4 Prontuário médico é do paciente
Pouca gente sabe, mas o paciente tem acesso irrestrito ao seu prontuário médico, que pode ser usado como prova em caso de erro médico. “O ideal é que o paciente busque um advogado especializado com domínio técnico sobre a matéria para um atendimento ágil e personalizado. E um dos documentos que sem dúvida ele vai precisar é o prontuário médico. É bom que o paciente saiba que ele pode acessá-lo quando quiser, nenhum médico ou instituição pode impedi-lo de analisar o material ou tê-lo consigo”, explica Caio.
5 O que a lei prevê de direito no caso comprovado de erro médico?

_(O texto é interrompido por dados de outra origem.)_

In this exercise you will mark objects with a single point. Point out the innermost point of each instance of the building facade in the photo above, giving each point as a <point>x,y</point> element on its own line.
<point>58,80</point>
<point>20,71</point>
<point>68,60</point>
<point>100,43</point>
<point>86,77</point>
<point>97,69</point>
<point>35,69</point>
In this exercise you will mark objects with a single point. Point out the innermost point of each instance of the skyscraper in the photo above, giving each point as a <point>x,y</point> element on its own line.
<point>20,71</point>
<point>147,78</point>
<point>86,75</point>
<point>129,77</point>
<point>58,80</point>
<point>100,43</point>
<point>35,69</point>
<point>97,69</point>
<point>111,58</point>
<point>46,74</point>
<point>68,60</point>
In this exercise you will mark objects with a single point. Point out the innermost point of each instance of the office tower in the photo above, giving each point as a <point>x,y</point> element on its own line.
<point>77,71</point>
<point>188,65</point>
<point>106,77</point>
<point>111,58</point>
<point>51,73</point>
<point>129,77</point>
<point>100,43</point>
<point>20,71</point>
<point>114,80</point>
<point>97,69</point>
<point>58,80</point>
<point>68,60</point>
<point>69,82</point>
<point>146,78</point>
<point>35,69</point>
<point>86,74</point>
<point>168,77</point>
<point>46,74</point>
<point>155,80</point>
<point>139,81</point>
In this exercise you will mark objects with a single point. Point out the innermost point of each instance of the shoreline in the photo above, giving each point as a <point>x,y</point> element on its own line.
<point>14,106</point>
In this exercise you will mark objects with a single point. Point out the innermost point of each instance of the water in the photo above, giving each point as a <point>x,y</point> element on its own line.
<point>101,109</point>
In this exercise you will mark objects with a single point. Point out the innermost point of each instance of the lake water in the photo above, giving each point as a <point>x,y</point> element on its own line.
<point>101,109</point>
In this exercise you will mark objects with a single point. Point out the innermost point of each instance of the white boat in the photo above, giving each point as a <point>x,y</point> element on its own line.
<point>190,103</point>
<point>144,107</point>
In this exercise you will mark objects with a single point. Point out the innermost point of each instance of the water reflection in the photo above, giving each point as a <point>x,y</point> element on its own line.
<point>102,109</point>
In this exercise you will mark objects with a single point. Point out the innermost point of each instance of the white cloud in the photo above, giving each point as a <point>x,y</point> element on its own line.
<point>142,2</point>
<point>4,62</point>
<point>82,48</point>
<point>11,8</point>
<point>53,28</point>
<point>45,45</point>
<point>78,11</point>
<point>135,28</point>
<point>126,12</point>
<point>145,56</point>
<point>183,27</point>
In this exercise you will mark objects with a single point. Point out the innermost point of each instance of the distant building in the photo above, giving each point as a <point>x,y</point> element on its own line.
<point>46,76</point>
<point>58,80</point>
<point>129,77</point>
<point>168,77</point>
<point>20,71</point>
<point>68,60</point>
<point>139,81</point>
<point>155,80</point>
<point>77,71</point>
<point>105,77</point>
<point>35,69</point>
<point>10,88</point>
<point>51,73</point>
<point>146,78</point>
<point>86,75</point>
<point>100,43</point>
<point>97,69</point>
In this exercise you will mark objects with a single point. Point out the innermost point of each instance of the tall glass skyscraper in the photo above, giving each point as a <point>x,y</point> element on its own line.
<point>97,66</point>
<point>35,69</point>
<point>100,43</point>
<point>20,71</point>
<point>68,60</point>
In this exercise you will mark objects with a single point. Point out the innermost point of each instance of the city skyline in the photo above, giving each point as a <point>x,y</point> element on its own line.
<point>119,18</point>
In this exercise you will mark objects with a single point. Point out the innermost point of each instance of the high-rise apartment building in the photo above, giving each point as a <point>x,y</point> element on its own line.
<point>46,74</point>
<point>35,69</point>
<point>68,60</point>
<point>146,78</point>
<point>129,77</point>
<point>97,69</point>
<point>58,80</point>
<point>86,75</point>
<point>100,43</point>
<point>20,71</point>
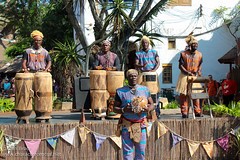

A lei prevê que haja reparação integral do dano, seja ele material (valores gastos, que serão gastos e que se deixou de ganhar por causa desta conduta lesiva do profissional da saúde), dano moral (caso haja a lesão à integridade moral do paciente) e danos estéticos (que importam não necessariamente na diminuição da beleza do indivíduo, mas sim na deformidade causada à integridade física do paciente em comparação ao corpo antes da intervenção. Ou seja, os danos estéticos visam reparar a lesão à integridade física do indivíduo).